Increased Role for Structured Data at Google
Recently I wrote about Trust Metrics at Google, which explored some of the ways that Google was using Trust to rank pages in places like Google Custom Search Engines. I noticed recently that Google was enabling the ability for people to use Google Custom Search Engines with Schema (see: Make a topical search engine with schema.org types), which reminded me of Google’s newer experimental searches which ideally everyone should know about.
Structured data and unstructured data are common on the Web, and in places like Web-based search engines, we often see results from unstructured content such as text and images on web pages. We’ve seen signs that Google might start returning results that combine both structured data and unstructured data in things like answer passages for featured snippets.
If you haven’t been including structured data on your pages, in the form of Schema or data in tables, it may be time to consider doing so.
Structured Data in Tables Search at Google
Google has been focusing upon understanding and using Structured Data such as Schema and Data in Tables, in things like featured snippets and knowledge panels and Web Search Results. It’s also possible to see structured data appearing in other searches.

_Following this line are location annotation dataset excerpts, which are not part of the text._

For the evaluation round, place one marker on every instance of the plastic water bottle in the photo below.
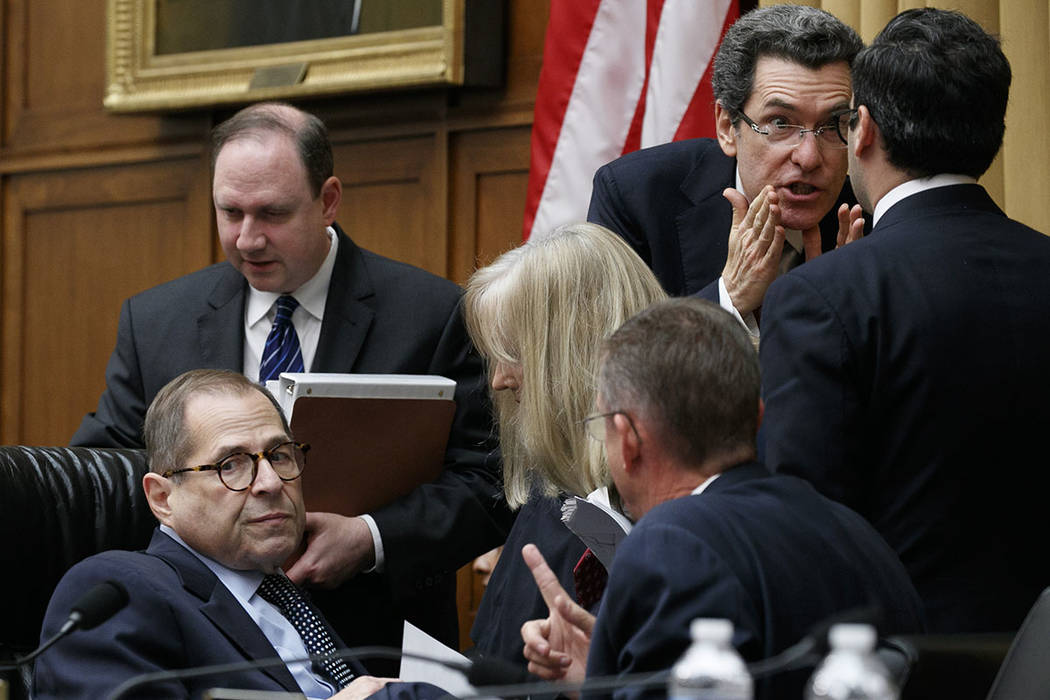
(852, 671)
(711, 669)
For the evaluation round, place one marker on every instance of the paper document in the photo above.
(417, 641)
(596, 524)
(373, 438)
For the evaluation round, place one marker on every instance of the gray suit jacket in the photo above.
(381, 316)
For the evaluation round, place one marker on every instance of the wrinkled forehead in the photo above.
(781, 82)
(219, 423)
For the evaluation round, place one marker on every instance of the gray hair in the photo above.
(168, 443)
(688, 367)
(810, 37)
(307, 131)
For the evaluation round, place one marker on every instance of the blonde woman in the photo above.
(538, 315)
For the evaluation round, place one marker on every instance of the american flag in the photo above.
(617, 76)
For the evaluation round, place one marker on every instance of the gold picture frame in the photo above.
(140, 79)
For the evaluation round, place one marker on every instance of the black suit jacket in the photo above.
(381, 316)
(764, 551)
(666, 202)
(179, 616)
(511, 597)
(905, 376)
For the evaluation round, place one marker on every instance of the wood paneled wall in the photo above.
(97, 207)
(1020, 177)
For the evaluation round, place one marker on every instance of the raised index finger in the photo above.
(549, 587)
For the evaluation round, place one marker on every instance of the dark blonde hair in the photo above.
(547, 306)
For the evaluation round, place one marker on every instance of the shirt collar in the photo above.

One of these experimental searches is Table Search, which came out of Google’s Webtables project, started in 2008. I came across a white paper called Ten Years of WebTables, by Michael Cafarella, Alon Halevy, Hongrae Lee, Jayant Madhavan, Cong Yu, Daisy Zhe Wang, and Eugene Wu. The paper describes how the Webtables project started, and turned out, and what it may lead to in the future. It’s worth reading through, and I love that Google is providing information to us about projects like this one.
Here is a look at an example table search result (see many like this one from ecommerce sites):
Structured Data in Datasets Search at Google
An even more recent experimental search at Google is one that searches through sites that have set up dataset schema on their pages. The Dataset Search Beta is something that many scientific sites (including sites that individual scientists might consider setting up and using. Google describes how to apply to be included in this experimental search at: Structured data markup for datasets. I was looking through the papers that will be presented early this month at the Web Conference in Los Angeles, and noticed that there was one about this Dataset search, titled Google Dataset Search: Building a search engine for datasets in an open Web ecosystem by Natasha Noy, Matthew Burgess, and Dan Brickley. It describes why Google decided to release a datasets search engine, and what they have learned while doing so. The abstract for the paper is a good introduction to it:
There are thousands of data repositories on the Web, providing access to millions of datasets. National and regional governments, scientific publishers and consortia, commercial data providers, and others publish data for fields ranging from social science to life science to high-energy physics to climate science and more. Access to this data is critical to facilitating reproducibility of research results, enabling scientists to build on others’ work, and providing
data journalists easier access to information and its provenance. In this paper, we discuss Google Dataset Search, a dataset-discovery tool that provides search capabilities over potentially all datasets published on the Web. The approach relies on an open ecosystem, where dataset owners and providers publish semantically enhanced metadata on their own sites. We then aggregate, normalize, and reconcile this metadata, providing a search engine that lets users
find datasets in the “long tail” of the Web. In this paper, we discuss both social and technical challenges in building this type of tool, and the lessons that we learned from this experience.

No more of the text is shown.